Downtown area to include steamboat, splash parks, river displays
Published 12:00 am Wednesday, December 24, 2003
[12/24/03]A gift for the children of Vicksburg will be a new downtown green space that will include a steamboat park, splash park and interactive river displays.
The Vicksburg Board of Mayor and Aldermen was expected to approve advertising today for the $2.3 million project, Mayor Laurence Leyens said Tuesday. Sealed bids will be accepted until Jan. 23 and opened three days later.
Work in the area between Grove and Clay streets along Levee Street is expected to be finished by July.
“I am extremely excited about this new addition to downtown,” Leyens said. “It will make a wonderful gift to our children and their imaginations for years to come.”
Anchoring the project will be a steamboat playground with interactive displays showing the history of river transportation, a pilot house, bells and other steamboat-related features. Other improvements there will be a public bathroom, benches and landscaping.
“(We’ll) take an old blighted area that’s not conducive to too much building and turn it into an area that people can use,” said South Ward Alderman Sid Beauman.
That area today is across railroad tracks from the City Front murals and is largely vacant except for the former McGuffie Steel building and the remnants of the sternwheeler Sprague. The parts from the Sprague are all that remain of the record-setting towboat that burned at its moorings on April 15, 1974. They will be incorporated into the park.
Plans for downtown near the park also include a railroad museum at the former Levee Street Depot, which the city has already purchased from a private owner, and an amphitheater between Washington and Levee streets. The depot restoration is expected to begin by the end of the year, but plans for the amphitheater are on hold because of a pending eminent domain case over property at Jackson and Levee streets.

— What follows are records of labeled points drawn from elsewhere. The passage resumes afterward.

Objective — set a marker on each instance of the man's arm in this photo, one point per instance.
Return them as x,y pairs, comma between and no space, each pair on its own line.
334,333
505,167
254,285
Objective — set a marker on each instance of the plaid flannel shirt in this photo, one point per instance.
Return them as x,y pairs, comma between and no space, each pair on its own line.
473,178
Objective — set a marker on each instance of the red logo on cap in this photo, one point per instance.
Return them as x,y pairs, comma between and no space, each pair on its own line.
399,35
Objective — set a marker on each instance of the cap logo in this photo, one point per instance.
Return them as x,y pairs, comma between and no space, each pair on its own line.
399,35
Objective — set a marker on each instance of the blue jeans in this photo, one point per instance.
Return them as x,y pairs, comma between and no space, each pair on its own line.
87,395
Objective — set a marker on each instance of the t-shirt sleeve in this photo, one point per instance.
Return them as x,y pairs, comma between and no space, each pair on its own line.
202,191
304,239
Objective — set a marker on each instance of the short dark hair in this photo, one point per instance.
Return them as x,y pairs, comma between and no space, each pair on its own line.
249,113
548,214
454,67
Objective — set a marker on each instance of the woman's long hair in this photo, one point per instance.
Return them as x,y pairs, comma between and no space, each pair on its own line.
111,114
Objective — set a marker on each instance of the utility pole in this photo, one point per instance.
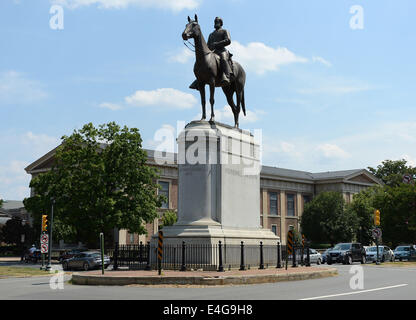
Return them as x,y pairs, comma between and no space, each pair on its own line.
49,266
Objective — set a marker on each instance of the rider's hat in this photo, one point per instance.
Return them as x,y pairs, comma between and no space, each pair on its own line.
218,19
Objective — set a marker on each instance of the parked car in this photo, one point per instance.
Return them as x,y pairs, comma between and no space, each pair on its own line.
85,261
325,254
32,257
69,254
314,256
346,253
384,254
404,252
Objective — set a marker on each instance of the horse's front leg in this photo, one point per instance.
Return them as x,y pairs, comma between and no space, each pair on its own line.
211,100
203,102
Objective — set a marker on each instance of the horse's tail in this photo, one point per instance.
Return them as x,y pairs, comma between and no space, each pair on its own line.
243,103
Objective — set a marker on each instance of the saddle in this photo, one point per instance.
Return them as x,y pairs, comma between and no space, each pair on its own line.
194,84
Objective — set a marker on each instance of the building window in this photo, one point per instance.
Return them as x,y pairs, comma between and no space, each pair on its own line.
290,205
164,191
273,203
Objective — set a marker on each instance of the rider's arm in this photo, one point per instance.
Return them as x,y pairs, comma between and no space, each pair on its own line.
225,41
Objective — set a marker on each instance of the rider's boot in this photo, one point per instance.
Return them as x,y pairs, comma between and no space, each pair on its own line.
194,85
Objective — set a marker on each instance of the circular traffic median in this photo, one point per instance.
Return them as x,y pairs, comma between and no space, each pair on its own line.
204,278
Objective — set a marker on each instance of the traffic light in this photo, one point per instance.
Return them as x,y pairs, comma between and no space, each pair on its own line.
44,223
377,217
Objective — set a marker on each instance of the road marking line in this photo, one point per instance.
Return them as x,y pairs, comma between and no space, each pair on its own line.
355,292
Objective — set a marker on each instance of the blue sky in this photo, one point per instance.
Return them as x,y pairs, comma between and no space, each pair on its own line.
326,96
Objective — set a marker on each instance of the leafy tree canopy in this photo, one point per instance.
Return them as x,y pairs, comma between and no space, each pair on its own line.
169,218
391,172
326,220
100,181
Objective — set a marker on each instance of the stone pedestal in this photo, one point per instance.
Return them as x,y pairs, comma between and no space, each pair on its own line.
219,187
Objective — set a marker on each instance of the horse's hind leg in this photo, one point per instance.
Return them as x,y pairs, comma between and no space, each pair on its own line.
201,89
229,91
211,100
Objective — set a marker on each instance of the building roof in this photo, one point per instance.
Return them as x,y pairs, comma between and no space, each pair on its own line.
266,171
12,205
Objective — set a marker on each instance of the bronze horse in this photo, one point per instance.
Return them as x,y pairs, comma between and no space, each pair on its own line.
207,71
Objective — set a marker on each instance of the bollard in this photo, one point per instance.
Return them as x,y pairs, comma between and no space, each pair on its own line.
183,267
220,267
148,257
242,266
102,252
279,250
160,252
261,256
301,257
115,265
294,264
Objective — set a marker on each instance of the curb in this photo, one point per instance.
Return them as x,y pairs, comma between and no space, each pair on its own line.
98,280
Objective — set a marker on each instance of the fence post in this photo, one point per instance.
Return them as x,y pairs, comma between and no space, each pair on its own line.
148,257
242,266
279,250
261,256
301,257
294,264
115,257
220,267
183,267
141,252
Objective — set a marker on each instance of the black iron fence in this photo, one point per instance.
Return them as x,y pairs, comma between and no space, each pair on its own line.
211,257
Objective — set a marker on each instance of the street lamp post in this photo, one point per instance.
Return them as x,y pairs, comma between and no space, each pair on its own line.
49,266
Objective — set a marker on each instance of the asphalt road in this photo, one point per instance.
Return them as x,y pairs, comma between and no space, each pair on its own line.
378,283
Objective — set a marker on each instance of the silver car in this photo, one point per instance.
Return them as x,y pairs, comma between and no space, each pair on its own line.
314,256
384,254
86,261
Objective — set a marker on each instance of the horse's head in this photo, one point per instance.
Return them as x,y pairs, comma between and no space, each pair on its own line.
192,29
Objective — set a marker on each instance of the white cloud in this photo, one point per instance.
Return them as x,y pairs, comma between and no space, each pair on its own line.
16,88
322,60
173,5
38,144
259,58
14,181
111,106
332,151
165,97
184,56
410,160
335,89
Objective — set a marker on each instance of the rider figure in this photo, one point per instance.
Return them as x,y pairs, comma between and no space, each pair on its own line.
217,41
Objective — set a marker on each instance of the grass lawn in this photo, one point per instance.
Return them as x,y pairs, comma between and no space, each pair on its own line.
6,272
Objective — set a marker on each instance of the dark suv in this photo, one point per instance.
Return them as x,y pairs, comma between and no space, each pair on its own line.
346,253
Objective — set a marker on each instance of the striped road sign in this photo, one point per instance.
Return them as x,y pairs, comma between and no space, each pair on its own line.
290,242
160,246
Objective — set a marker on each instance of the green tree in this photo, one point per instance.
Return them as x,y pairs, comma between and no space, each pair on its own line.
363,206
391,172
397,207
100,181
325,219
169,218
12,231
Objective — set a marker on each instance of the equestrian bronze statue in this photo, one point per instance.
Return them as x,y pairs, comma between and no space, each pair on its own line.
214,67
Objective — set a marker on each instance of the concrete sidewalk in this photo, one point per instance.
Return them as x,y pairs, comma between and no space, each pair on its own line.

The park project will be funded from the $17.5 million bond issue the administration authorized in November 2001. In September, the city wrapped up a $2.6 million reconstruction of downtown Washington Street, and the $5.6 million urban renewal project is ongoing.
The U.S. Army Corps of Engineers also has plans to build a river museum to the north of the Levee Street Depot, and there are discussions of making the MV Mississippi part of the display. The Mississippi was the Corps flagship on the river until being retired and replaced in the 1990s. It has been docked in the Vicksburg harbor since the city accepted title to the vessel about seven years ago.
Much of Vicksburg’s history is centered on the area to be redeveloped. Although the Yazoo Canal has been the manmade body of water flowing past for 100 years, the Mississippi River, before changing course, brought packet boats to the city, and they tied up nearby. City Front was a bustling center of warehouses and river and rail commerce in those days.